AI Trained On Research Papers Can Discover What Humans Never Could

Artificial intelligence researchers have recently used machine learning systems to uncover new information hidden in older scientific papers and journals.

At Lawrence Berkeley National Laboratory, the researchers made use of a modern AI algorithm called “Word2Vec”. They used it to sift through countless scientific papers and articles on materials science in order to find any knowledge scientists may have not seen or realised back when it was published. Using mainly word association techniques, Word2Vec managed to supply the researchers with possible papers that could have “future thermoelectric materials” throughout its probing. Surprisingly, the AI had not been given the meaning of thermoelectric prior to the search, nor had it been trained in materials science, in spite of its favourable results.

Every subject field has an extensive backlog of research papers. Could AI be the key to harnessing its power?  Source:

Every subject field has an extensive backlog of research papers. Could AI be the key to harnessing its power? Source:

However, the team of researchers did train the algorithm in alternative ways. Using other programmes, they compiled 3.3 million texts which were related to materials science in order to create a list of about 500,000 subject-specific words. This list was given to Word2Vec, and it used machine learning to study the connections between words. This meant that the AI could understand the kind of language used in materials science, which was essential in making its search more effective and successful.

Using only these words, the AI could comprehend ideas like the structure of molecules and the periodic table.

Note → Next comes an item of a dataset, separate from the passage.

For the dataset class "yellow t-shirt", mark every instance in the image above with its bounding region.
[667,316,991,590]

It linked words together in webs of interconnecting phrases, leading to strings of related words that helped to explain concepts – most of which were well-known and a few that had not been defined in this way before.

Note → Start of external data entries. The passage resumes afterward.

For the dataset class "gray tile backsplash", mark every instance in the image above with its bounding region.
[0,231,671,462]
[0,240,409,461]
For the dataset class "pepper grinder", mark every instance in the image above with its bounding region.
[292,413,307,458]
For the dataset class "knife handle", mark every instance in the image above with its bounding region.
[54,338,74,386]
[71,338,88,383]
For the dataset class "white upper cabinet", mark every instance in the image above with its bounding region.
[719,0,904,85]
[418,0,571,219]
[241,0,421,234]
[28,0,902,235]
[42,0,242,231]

In one experiment the researchers completed, scientific papers published before 2009 were handed over to the artificial intelligence algorithm and it managed to predict one of the most useful modern thermoelectric materials three and a half years before it was brought to light in 2012.

Because the algorithm can be trained with any set of subject literature, it is very versatile and can be used in many different fields. Through machine learning, it creates its own connections and could adapt to literally any subject, provided it has access to enough texts.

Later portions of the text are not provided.